Критик терпел, терпел, потом взял билет и уехал в Москву. А в столице сразу же вовсю развернулись его способности. Человеком он был действительно одаренным, и множество выходивших в ту пору театральных изданий стали помещать его статьи. Вскоре он занял заметное место в театральной журналистике.
Получалось, что я ему как бы помог, и это меня угнетало.
Впрочем, через некоторое время у него в Москве случилась новая неприятность, и значительно большего масштаба.
Оставаясь все таким же злым, критик однажды дошел до того, что в рецензии на спектакль крупнейшего московского театра написал: актриса такая-то появилась на сцене с лицом, помятым после бурно проведенной ночи.
Это вызвало, естественно, негодование всей театральной Москвы. Но особенно рассвирепели товарищи актрисы – весь коллектив поклялся отомстить.
Прошло некоторое время. Страсти, казалось бы, поутихли. В театре премьера. Считая, что инцидент исчерпан, наш критик как ни в чем не бывало является в театр и смотрит спектакль.
В антракте его приглашают за кулисы выпить чашку кофе. Потеряв бдительность, он принимает приглашение…Как его били! Как его хорошо били! В этом принимала участие вся труппа.
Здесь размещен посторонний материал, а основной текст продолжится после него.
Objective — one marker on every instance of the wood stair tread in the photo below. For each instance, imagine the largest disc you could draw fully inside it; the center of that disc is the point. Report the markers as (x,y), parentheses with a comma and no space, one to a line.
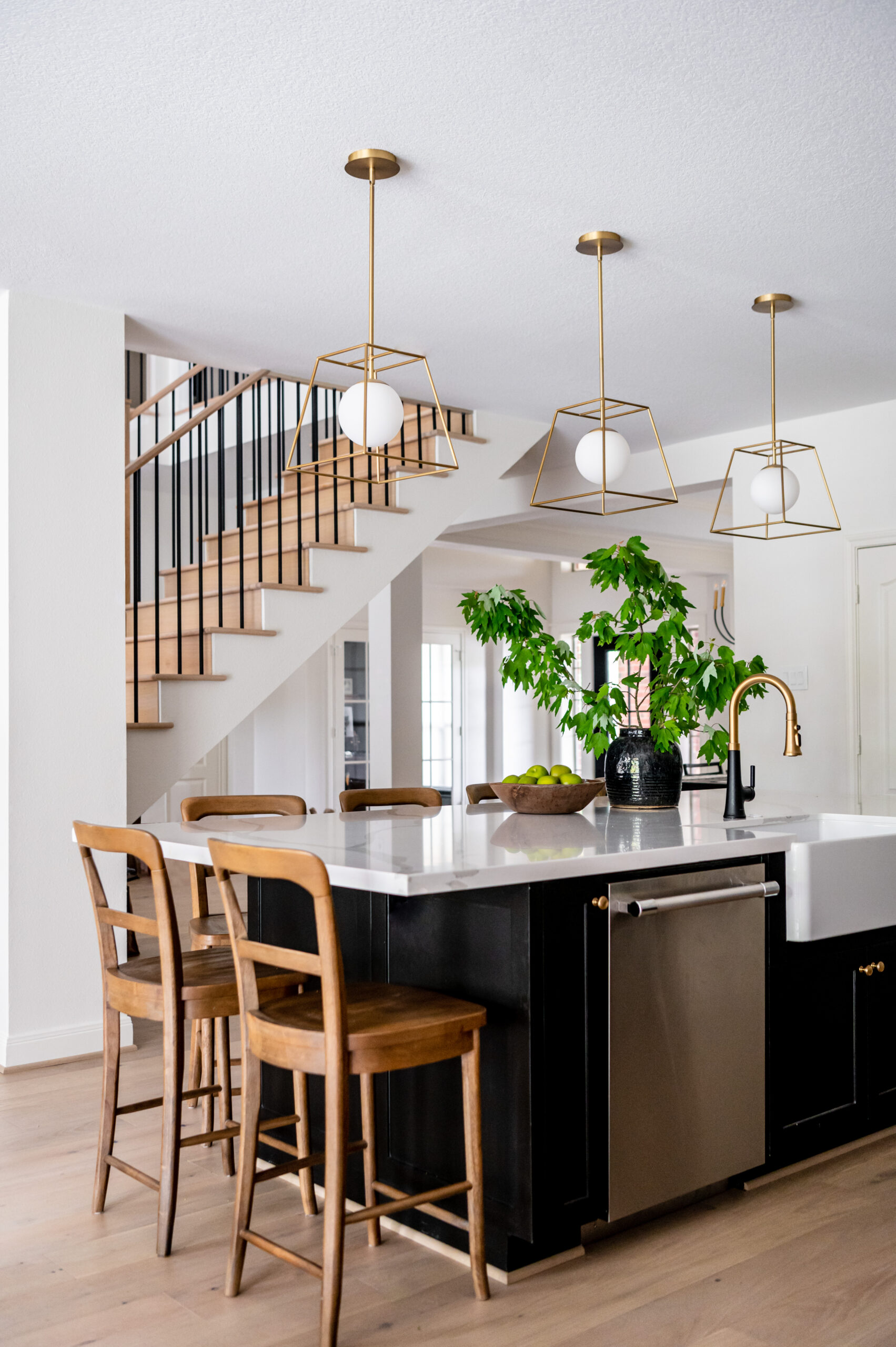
(207,631)
(253,557)
(231,589)
(179,678)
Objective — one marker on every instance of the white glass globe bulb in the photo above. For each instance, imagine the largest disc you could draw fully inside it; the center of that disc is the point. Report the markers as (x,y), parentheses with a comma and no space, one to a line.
(766,489)
(385,414)
(589,456)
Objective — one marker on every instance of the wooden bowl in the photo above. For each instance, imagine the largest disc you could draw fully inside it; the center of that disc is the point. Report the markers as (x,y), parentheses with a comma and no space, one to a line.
(548,799)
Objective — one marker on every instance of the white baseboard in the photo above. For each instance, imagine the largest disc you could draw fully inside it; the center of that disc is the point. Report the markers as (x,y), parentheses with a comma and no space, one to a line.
(506,1279)
(54,1046)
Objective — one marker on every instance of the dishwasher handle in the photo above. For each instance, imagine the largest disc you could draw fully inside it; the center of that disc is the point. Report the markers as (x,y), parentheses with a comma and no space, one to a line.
(700,900)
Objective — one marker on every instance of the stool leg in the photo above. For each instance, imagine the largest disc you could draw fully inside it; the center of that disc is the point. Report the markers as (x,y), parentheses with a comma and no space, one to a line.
(223,1035)
(173,1057)
(304,1141)
(208,1075)
(368,1132)
(474,1144)
(111,1059)
(337,1117)
(246,1174)
(195,1075)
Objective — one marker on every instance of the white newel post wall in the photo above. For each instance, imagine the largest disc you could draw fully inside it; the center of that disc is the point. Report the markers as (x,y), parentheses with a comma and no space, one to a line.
(63,675)
(395,636)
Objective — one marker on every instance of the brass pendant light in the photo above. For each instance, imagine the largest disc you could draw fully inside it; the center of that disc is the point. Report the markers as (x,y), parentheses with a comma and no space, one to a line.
(601,453)
(777,488)
(371,414)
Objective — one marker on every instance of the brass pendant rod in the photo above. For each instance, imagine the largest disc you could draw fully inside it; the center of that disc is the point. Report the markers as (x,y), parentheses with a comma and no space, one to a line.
(369,295)
(771,310)
(600,321)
Точнее – мужская часть труппы. Куда там моя киевская кустарщина!..
И вот – удивительное дело – помогло!
Оскорбительные эпитеты исчезли из его статей. Он стал писать добрее, но, честно говоря, и слабее. Представьте себе скорпиона, которому запретили жалить! Ползать – пожалуйста, а кусаться – ни-ни…
Я встречаю его иногда. Он стал вполне почтенным и благополучным – то, что называется «видным» театральным деятелем. Критикой он давно перестал заниматься, но зато и не бьют больше. Грустно.
Вернусь, однако, к нашей компании. Нам было ясно, что мы будем своим искусством служить народу. Оставалось выяснить – каким образом это делать?
Хорошо бы организовать в противовес благополучному буржуазному искусству, в противовес репертуару тогдашнего драматического театра – «Черной пантере», «Тетке Чарлея», «Орленку», «Дворянскому гнезду» – нечто, прямо адресованное демократическому зрителю. Уличные представления – вот о чем мы думали. Хорошо бы выйти на улицы с самым народным видом искусства – с «Петрушкой». И вдруг мы узнаем, что есть возможность достать совершенно потрясающие куклы. Великий кукольник, объездивший весь мир, месье Шарль, болен, и жена продает часть труппы.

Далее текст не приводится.